Why Bellingham’s Waterfront Took So Long, and Why It’s a Good Idea


Bellingham waterfront – Nick Kelly / Faithlife Corporation, CC via Wikimedia Commons

Mark Hinshaw’s assessment of the Bellingham project accurately portrays the difficulty of attempting a small city’s efforts to punch well above your weight. Compounding the problem is a notoriously weak port commission, dominated by staff, which has been inconsistent at best. 

The mundane matter of trying to work with a three-person commission in a state with a strong public-meetings law has been part of the problem. Two members (a quorum) of the commission cannot meet for a beer or coffee without calling a meeting. The result is that the staff controls communication, and thus policy. Over the years, there have been numerous complaints that Harcourt, the new Dublin-based developer of the waterfront, was poorly vetted and supervised by staff.

When I arrived in Bellingham in 1990 to begin teaching journalism at Western Washington University, the place had natural beauty but little urban appeal. The new Bellis Fair shopping mall to the north sucked the innards from downtown, and Georgia-Pacific was winding down the city’s best blue-collar payroll. Fairhaven near Western Washington University had yet to recover from its hippie days of the ’70s, and there was little downtown or Fairhaven housing for young people or singles with a job and education.

All of that has changed in three decades, and Bellingham is now on multiple “best place for . . .” lists.  Two good, strong mayors—Tim Douglas (1984-95) and Mark Asmundsen (1996-2006)—hired good people and the city prospered. Perhaps the major legacy of those times is a superb park system and the rebuilding of downtown with housing and entertainment, a farmer’s market, and other attractions.

All of these play into the waterfront. There are problems with any project this size, but this redevelopment does offer on the ground an acceptance of the fact that Bellingham is not and never will be a serious commercial port. Squalicum Harbor has the state’s second-largest recreation boat basin and a thriving but constantly threatened commercial fishery. Something along the lines of the current waterfront plan was badly needed to diversify the area and attach it to downtown. 

Diversity of land use is important on this large a site, and it’s encouraging to see that the Granary Building, built in 1915 by “Whatcom County’s early chicken and egg cooperative movement,” is finally developing clientele. The refurbished Granary Building will be home to an international tech company with some 120 employees. Slowly, the city is building a small tech sector; if Korber Digital succeeds, it will be good for the town.
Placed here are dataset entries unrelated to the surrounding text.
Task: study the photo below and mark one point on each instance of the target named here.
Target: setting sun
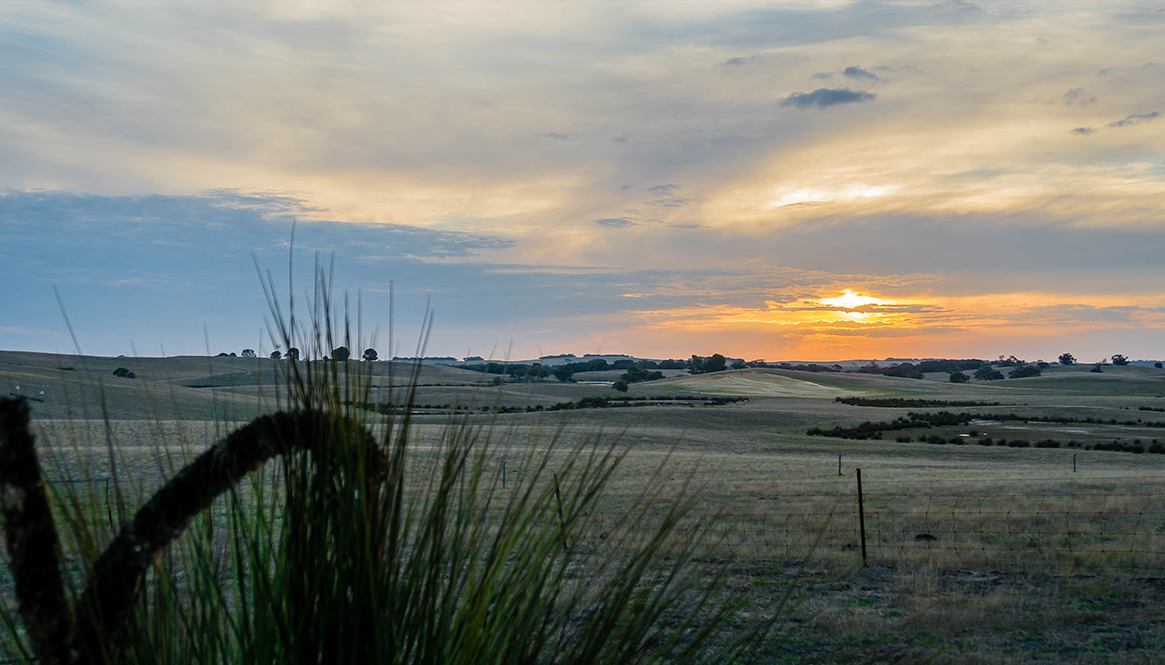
(851, 299)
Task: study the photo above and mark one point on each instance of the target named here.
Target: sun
(851, 299)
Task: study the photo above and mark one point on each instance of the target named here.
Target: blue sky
(655, 178)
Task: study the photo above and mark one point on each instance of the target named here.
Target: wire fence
(1052, 525)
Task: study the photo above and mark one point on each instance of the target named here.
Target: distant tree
(696, 365)
(1009, 361)
(715, 362)
(1024, 372)
(988, 373)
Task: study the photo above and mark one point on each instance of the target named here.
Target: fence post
(861, 517)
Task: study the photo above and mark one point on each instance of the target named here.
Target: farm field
(974, 552)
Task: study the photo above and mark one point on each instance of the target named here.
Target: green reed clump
(358, 546)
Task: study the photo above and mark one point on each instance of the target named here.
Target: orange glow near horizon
(851, 299)
(859, 325)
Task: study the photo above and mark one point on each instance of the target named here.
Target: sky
(795, 179)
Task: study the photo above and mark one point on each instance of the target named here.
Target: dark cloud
(824, 97)
(1078, 97)
(1135, 119)
(858, 72)
(614, 223)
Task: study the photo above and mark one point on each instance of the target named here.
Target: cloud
(666, 196)
(614, 223)
(739, 61)
(824, 97)
(1077, 97)
(1135, 119)
(858, 72)
(960, 6)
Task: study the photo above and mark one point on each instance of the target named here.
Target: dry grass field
(974, 553)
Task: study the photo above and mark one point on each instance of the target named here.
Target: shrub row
(901, 403)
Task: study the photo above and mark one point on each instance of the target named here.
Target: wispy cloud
(1078, 97)
(858, 72)
(824, 98)
(1135, 119)
(614, 221)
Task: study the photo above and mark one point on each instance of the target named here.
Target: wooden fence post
(861, 517)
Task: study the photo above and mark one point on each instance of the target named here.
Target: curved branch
(117, 575)
(32, 537)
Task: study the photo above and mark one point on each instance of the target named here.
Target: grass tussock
(354, 545)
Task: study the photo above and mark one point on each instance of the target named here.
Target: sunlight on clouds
(842, 193)
(853, 325)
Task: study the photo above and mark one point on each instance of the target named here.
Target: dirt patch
(756, 383)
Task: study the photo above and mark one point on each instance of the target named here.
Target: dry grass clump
(355, 547)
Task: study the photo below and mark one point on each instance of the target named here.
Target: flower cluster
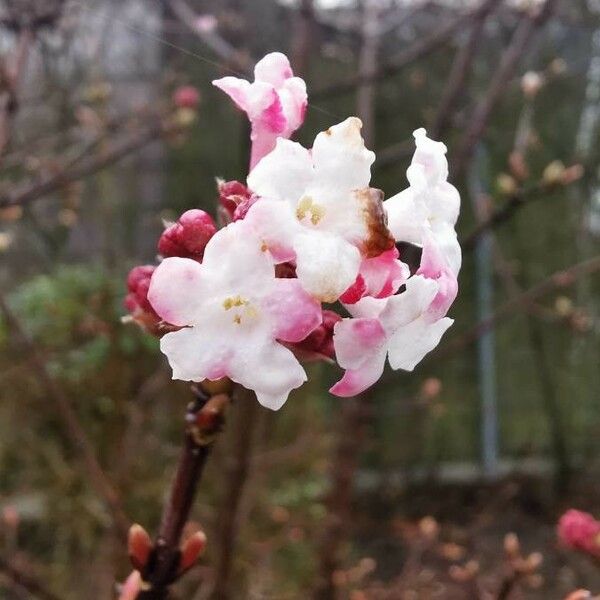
(306, 229)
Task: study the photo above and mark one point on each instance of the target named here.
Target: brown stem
(508, 63)
(25, 581)
(247, 413)
(204, 420)
(350, 436)
(83, 168)
(461, 69)
(303, 37)
(72, 427)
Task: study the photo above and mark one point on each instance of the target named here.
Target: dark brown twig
(84, 167)
(515, 202)
(558, 280)
(461, 69)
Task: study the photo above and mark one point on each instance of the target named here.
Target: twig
(303, 37)
(84, 167)
(236, 478)
(461, 69)
(350, 435)
(204, 420)
(72, 427)
(25, 581)
(422, 47)
(220, 46)
(508, 63)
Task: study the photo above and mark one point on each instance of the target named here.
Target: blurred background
(407, 492)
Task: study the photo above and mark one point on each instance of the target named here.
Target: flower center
(242, 309)
(307, 206)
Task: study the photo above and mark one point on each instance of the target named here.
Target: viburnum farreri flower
(317, 209)
(275, 102)
(234, 313)
(244, 302)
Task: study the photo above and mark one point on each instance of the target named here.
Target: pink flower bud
(191, 549)
(188, 237)
(139, 546)
(186, 96)
(233, 194)
(581, 531)
(138, 282)
(319, 344)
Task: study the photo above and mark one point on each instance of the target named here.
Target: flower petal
(410, 343)
(355, 340)
(273, 68)
(295, 313)
(326, 265)
(283, 174)
(407, 216)
(236, 257)
(409, 305)
(358, 380)
(341, 159)
(197, 353)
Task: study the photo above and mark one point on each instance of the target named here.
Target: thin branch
(516, 201)
(219, 45)
(25, 581)
(558, 280)
(204, 420)
(72, 427)
(508, 63)
(421, 48)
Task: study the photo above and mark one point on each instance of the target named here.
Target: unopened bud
(431, 388)
(506, 184)
(558, 66)
(318, 345)
(186, 96)
(579, 595)
(554, 173)
(185, 117)
(231, 195)
(188, 237)
(518, 166)
(139, 546)
(429, 527)
(191, 550)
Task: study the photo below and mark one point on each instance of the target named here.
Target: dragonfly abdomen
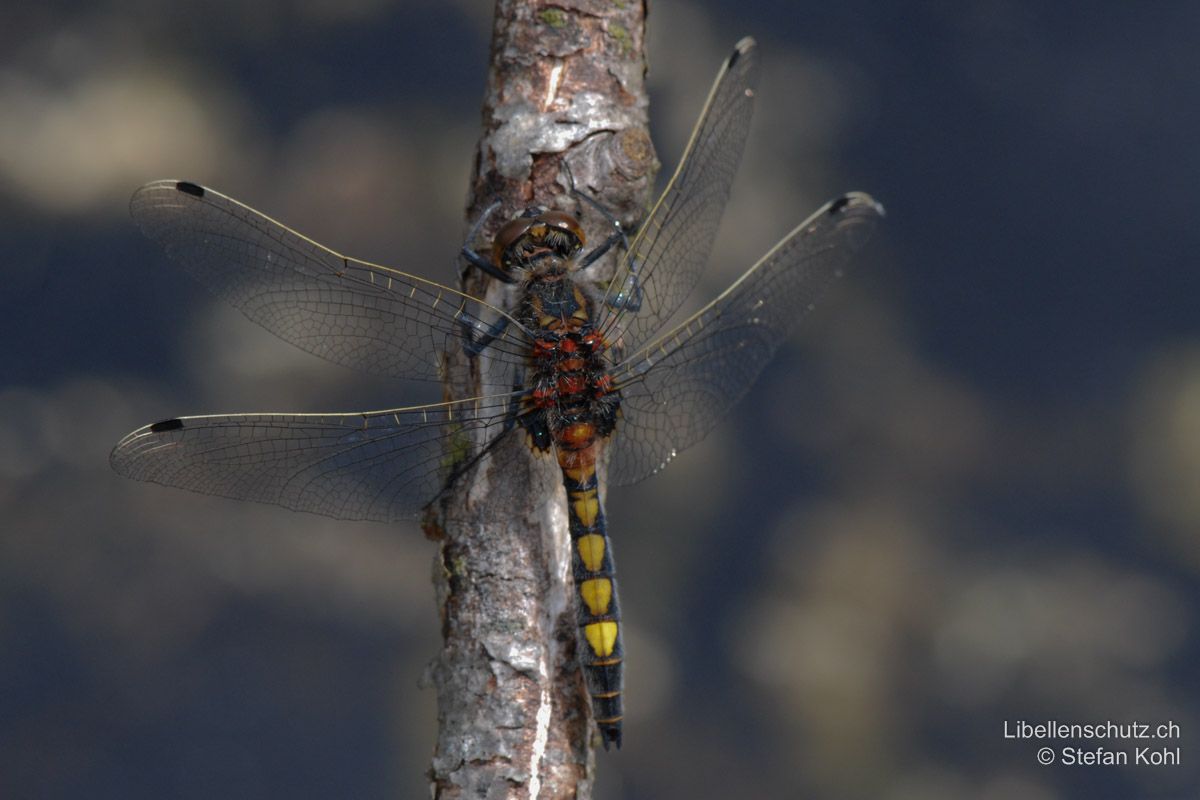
(571, 403)
(598, 611)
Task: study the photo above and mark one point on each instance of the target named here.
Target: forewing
(673, 245)
(351, 312)
(382, 465)
(675, 390)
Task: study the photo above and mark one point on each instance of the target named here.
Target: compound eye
(508, 236)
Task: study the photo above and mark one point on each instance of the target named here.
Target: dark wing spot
(741, 49)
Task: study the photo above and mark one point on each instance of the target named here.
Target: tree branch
(567, 84)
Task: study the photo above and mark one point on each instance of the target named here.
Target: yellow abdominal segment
(601, 637)
(597, 594)
(592, 551)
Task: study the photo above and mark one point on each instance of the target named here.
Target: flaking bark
(565, 83)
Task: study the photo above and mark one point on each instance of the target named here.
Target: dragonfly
(589, 372)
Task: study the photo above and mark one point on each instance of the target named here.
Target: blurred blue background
(967, 493)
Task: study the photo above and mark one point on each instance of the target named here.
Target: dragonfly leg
(478, 260)
(629, 298)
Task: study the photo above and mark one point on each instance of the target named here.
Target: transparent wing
(351, 312)
(672, 246)
(382, 465)
(675, 390)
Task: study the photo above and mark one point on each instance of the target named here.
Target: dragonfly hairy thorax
(561, 379)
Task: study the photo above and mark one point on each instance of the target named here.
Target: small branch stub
(565, 84)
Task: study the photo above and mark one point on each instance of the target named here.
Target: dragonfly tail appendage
(598, 612)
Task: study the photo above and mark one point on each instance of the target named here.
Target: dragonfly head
(538, 240)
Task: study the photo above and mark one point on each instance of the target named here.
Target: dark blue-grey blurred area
(967, 494)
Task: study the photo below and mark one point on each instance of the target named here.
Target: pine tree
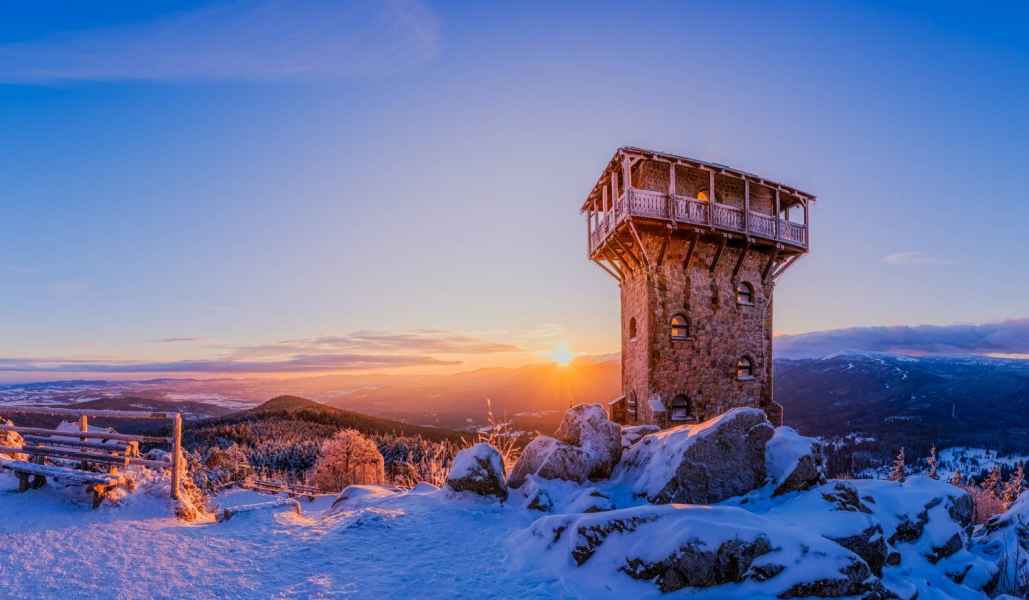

There are two huge elephants in this room. Climate change is obvious: attracting developers and residents to a huge flat, low-lying acreage sitting on the lip of Bellingham Bay is daunting and could one day be its demise. We are gambling here.

The other immoveable object is the BNSF Railway line, which cuts through and borders the site. The waterfront project went dormant during the year-plus that a huge coal-export terminal at Cherry Point promised to add the thunder of additional 100-car trains to the site. Port officials tried to downplay the impact, but anyone with eyes and ears knew better. It is still a problem, and, like most things involving railroads, it will be solved when the railroad is damn well ready.

We are, as we proudly proclaim, truly The City of Subdued Excitement. Seems like the waterfront project may fit the bill.

Floyd McKay
Floyd McKay
Floyd J. McKay, emeritus professor of journalism at Western Washington University, covered Pacific Northwest politics as a reporter and opinion writer for four decades, primarily in Oregon. He was commentator/news analyst at KGW-TV (King Broadcasting) from 1970 to 1987. Previously a print reporter, he returned to print and online reporting and commentary from 2004 to 2017 with the Seattle Times Op-ed page and Crosscut.com. He is the author of Reporting the Oregon Story: How Activists and Visionaries Transformed a State (Oregon State University Press, 2016). He lives in Bellingham.